Question

How do you multiply out \[{\left( {5{z^2} + 3z + 2} \right)^2}\]?

Answer 1

Hint: We use the square of the given value and open it in terms of multiplication with itself. Use distributive property to multiply each term from the first bracket with each term of second bracket separately.
* Distributive Property: For any three numbers ‘a’, ‘b’ and ‘c’ we can write \[a(b + c) = ab + bc\]

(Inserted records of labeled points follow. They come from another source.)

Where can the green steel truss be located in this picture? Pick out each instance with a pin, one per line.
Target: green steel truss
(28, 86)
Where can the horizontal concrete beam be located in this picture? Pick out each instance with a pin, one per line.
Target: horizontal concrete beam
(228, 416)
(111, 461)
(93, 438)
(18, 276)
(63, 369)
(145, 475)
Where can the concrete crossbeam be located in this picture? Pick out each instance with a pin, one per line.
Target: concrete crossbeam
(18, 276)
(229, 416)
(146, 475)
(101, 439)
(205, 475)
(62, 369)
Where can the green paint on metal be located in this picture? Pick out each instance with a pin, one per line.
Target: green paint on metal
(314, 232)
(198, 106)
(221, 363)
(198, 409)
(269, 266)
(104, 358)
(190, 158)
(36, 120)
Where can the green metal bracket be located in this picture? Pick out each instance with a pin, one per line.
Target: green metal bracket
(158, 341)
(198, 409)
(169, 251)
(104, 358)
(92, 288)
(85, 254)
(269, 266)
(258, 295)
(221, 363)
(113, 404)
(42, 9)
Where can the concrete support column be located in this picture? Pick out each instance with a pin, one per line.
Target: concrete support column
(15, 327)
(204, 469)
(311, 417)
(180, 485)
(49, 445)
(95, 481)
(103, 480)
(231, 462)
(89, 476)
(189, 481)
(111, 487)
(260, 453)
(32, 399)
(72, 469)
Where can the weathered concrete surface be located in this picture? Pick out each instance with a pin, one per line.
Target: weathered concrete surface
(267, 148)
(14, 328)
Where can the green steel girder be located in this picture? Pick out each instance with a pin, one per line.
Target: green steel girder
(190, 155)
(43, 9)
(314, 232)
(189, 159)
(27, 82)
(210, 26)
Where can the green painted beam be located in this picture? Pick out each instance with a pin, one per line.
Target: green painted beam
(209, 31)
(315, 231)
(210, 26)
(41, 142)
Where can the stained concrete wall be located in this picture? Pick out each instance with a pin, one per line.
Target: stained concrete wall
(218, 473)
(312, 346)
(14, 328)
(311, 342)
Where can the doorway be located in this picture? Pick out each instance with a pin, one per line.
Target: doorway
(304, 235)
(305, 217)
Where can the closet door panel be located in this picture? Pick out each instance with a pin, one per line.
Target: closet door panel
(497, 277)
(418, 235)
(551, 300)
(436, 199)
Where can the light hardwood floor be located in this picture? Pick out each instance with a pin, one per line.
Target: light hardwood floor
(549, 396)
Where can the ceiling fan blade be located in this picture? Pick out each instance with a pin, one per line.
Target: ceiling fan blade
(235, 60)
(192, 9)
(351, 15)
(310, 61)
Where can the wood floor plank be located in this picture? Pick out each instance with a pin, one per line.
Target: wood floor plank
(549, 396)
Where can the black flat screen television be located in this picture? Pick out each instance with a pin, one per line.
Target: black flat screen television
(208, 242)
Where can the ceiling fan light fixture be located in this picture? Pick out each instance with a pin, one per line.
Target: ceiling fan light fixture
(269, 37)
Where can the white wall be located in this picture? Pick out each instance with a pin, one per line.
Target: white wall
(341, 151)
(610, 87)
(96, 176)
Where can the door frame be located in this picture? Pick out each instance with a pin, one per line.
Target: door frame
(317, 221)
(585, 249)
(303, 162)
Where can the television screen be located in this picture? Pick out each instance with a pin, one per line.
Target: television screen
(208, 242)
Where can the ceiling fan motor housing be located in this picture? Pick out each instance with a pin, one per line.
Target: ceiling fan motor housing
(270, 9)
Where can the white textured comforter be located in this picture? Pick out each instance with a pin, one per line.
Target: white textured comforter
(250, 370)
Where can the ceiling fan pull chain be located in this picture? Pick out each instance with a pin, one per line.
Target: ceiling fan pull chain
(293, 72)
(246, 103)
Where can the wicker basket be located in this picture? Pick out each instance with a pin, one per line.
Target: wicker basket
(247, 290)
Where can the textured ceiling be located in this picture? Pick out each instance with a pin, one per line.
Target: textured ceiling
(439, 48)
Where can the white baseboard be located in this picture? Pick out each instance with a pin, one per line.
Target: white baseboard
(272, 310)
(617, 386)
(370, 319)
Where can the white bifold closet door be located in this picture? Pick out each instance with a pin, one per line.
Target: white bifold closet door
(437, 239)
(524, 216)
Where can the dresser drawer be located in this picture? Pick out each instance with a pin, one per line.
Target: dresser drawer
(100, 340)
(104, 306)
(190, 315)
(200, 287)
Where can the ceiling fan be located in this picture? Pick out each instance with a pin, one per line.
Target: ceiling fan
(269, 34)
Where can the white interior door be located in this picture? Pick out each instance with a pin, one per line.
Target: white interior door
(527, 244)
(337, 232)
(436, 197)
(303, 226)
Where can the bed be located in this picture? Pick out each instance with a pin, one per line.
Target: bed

Complete step-by-step solution:
We have to multiply out the square of quadratic equation i.e. \[{\left( {5{z^2} + 3z + 2} \right)^2}\]
We know square means the number or the value is multiplied to itself one time i.e. \[{a^2} = a \times a\]
We can write \[{\left( {5{z^2} + 3z + 2} \right)^2} = \left( {5{z^2} + 3z + 2} \right) \times \left( {5{z^2} + 3z + 2} \right)\]
Now we use distributive property to break the product of brackets
\[ \Rightarrow \left( {5{z^2} + 3z + 2} \right) \times \left( {5{z^2} + 3z + 2} \right) = 5{z^2}\left( {5{z^2} + 3z + 2} \right) + 3z\left( {5{z^2} + 3z + 2} \right) + 2\left( {5{z^2} + 3z + 2} \right)\]
Now we again use distributive property for each term in right hand side of the equation
\[ \Rightarrow \left( {5{z^2} + 3z + 2} \right) \times \left( {5{z^2} + 3z + 2} \right) = 5{z^2} \times 5{z^2} + 5{z^2} \times 3z + 5{z^2} \times 2 + 3z \times 5{z^2} + 3z \times 3z + 3z \times 2 + 2 \times 5{z^2} + 2 \times 3z + 2 \times 2\]Calculate each of the products on right hand side of the equation.
Use law of exponents i.e. add the powers when base is same
\[ \Rightarrow \left( {5{z^2} + 3z + 2} \right) \times \left( {5{z^2} + 3z + 2} \right) = 25{z^{2 + 2}} + 15{z^{2 + 1}} + 10{z^2} + 15{z^{2 + 1}} + 9{z^{1 + 1}} + 6z + 10{z^2} + 6z + 4\]
Add the values in the power for each term in right hand side of the equation
\[ \Rightarrow \left( {5{z^2} + 3z + 2} \right) \times \left( {5{z^2} + 3z + 2} \right) = 25{z^4} + 15{z^3} + 10{z^2} + 15{z^3} + 9{z^2} + 6z + 10{z^2} + 6z + 4\]
Now we combine the terms having same variable associated with it
\[ \Rightarrow \left( {5{z^2} + 3z + 2} \right) \times \left( {5{z^2} + 3z + 2} \right) = 25{z^4} + (15{z^3} + 15{z^3}) + (10{z^2} + 9{z^2} + 10{z^2}) + (6z + 6z) + 4\]
Add the terms in respective brackets
\[ \Rightarrow \left( {5{z^2} + 3z + 2} \right) \times \left( {5{z^2} + 3z + 2} \right) = 25{z^4} + 30{z^3} + 29{z^2} + 12z + 4\]

\[\therefore \]The value of \[{\left( {5{z^2} + 3z + 2} \right)^2}\] is \[25{z^4} + 30{z^3} + 29{z^2} + 12z + 4\].

Note: Many students make the mistake of solving this question by writing the quadratic equation in factored form as it is clearly visible that it can be written in the form of product of its factors using factorization method. They end the answer with powers of factors which are wrong. Keep in mind we have to multiply out, this means we have to calculate the final value which will be obtained after multiplying all the values together i.e. opening the brackets and squares to its maximum.